You should have to watch enough videos to realize that in her position, you'd have done the same.

Think of your lowest moment, the worst thing you ever did. Think of the people who saw it but know nothing else about you. You live forever in their mind as a monster, an example of why they think it'd be no big loss if a meteor wiped out life on Earth. You are the gross thing that they dwell on to reassure themselves that they're better.

When Social Trust Is Lacking, Authoritarians Seize Power

None of this is the result of a conspiracy. Outrage is as addictive as meth, and somebody is going to supply it, one way or the other. But the end result absolutely serves the purposes of some very power-hungry people.

If you're reading this, you probably know to be skeptical when a guy at a podium promises to save us from immigrants, terrorists, and street gangs. But a low-trust society is also one in which we call the cops when we see children unattended at the park, or when we decide that someone's Halloween decorations are too scary. A world in which we beg powerful people with guns to come and save us from every single person who is doing or saying something we don't like.

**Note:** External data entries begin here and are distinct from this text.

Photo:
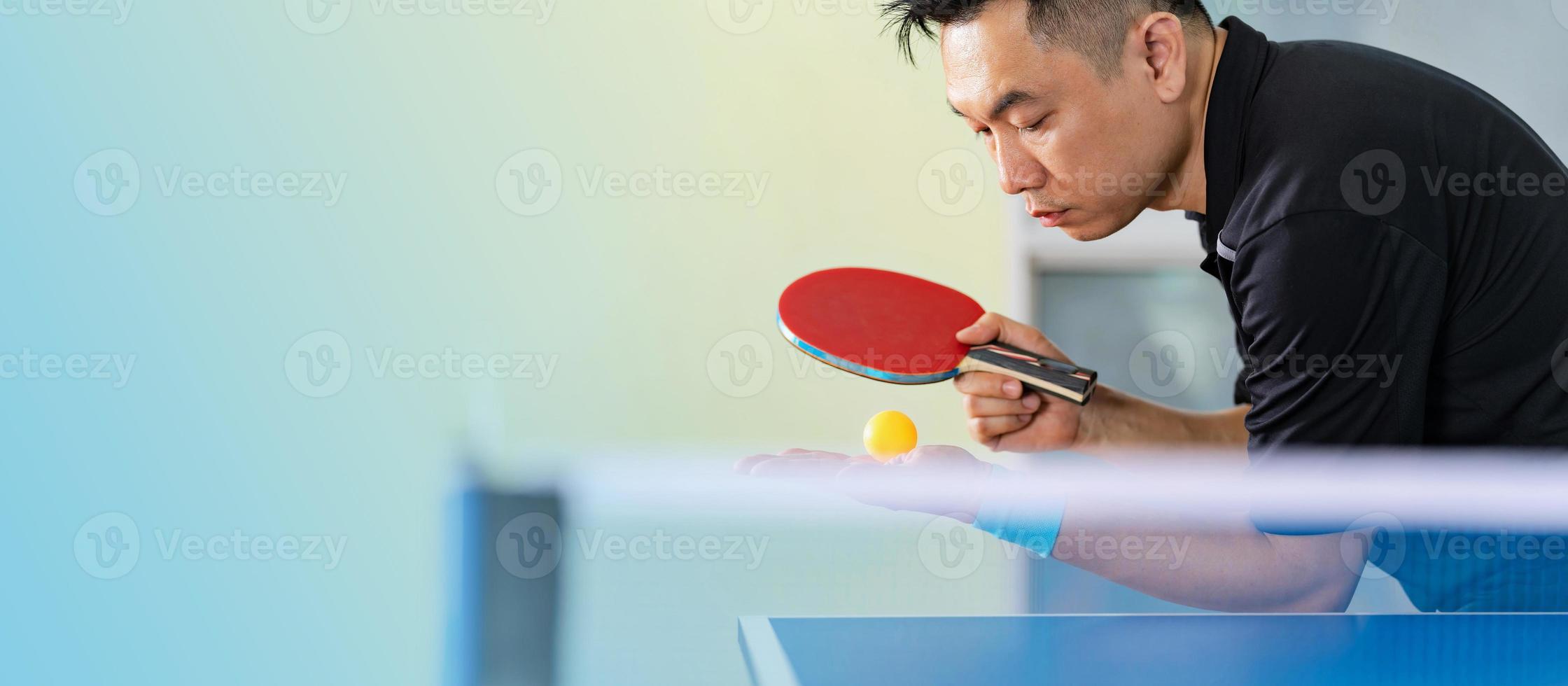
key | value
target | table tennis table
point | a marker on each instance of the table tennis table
(1210, 649)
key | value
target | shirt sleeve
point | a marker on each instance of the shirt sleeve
(1338, 318)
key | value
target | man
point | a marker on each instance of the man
(1307, 168)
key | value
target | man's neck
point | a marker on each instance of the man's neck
(1191, 186)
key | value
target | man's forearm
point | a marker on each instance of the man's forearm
(1226, 566)
(1115, 420)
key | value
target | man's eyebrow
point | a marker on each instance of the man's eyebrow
(1014, 97)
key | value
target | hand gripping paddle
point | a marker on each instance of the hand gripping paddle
(900, 329)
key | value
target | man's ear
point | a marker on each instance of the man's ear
(1159, 46)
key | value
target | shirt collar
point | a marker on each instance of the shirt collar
(1236, 80)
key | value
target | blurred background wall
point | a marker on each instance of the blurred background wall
(609, 196)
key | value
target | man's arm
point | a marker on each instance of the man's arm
(1222, 564)
(1212, 563)
(1004, 417)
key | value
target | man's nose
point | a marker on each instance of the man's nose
(1016, 168)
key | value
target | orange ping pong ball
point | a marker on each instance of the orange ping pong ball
(890, 434)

"You are surrounded by monsters" is always a grift, 100 percent of the time, no matter who the supposed monsters are. It is the wave that demagogues ride into power. They're the ones who'll protect you from the hateful, dishonest, entitled snakes who definitely live all around us. They'll promise to save you from the bullies and the trolls, they'll police the offensive speech, they'll blanket the world in cameras.

This, then, winds up being the ultimate irony. We think of ourselves as cool cynics, determined to never be tricked or betrayed, which leads us right into the jaws of the oldest scam in the book: "People are terrible, therefore you must grant all power to me, the only good person." They know that at the end of the day, you have to trust someone. Life isn't possible without it. Citizens' mutual hatred of each other just creates the void they'll happily fill.

The power-hungry know that isolated people make for easy pickings. There's a reason the first step in any cult indoctrination is severing ties with friends and family, and it's the same reason your workplace convinced you it's wrong to discuss your salary with co-workers. They know that we're strong when we band together. When we do, they work around the clock to find ways to split us apart, to make sure we're conducting endless purity tests so that 99 percent agreement isn't enough, to set a standard of behavior that no roomful of people can actually meet. "Have you heard the gross jokes those people over there were making? To think we believed they were allies."

Related: Why Anxiety Is The Plague Of The Modern World

Misery Doesn't Make Us Heroes

If you want to know what the poison looks like inside you, it's that endless fear of being taken for a fool, a terror of being betrayed that makes being alone seem like the better option. It's the fetishization of the cynical, detached "badass," the mockery of the wide-eyed simpleton who actually thinks most people are good, who dares to unironically enjoy things.

It's feeling like you're a failure if you don't scour the internet for evil and denounce it, the constant pressure to police every awful action and idea. It's the sneaking suspicion that anyone who tells you that things aren't so bad must have an evil agenda, that they must secretly want to stop the world from improving. "Of course you can say that, you're not suffering!"

It's the self-destructive superstition that says thinking the world is shit somehow makes us better people, while objectively making us act worse. It's the deranged belief that the bad people will win if we stop thinking everyone is bad, which leads us smoothly into the psychological mechanism that drives all terrible behavior: "It's OK to be shitty, because everyone is shitty and the advantage goes to whoever is willing to take it further."

At the end, we wind up with a world that is exactly as cynical as we always believed, and pat ourselves on the back for being right. Just know this: In this environment, those obnoxious, naive, positive people? They're the brave ones.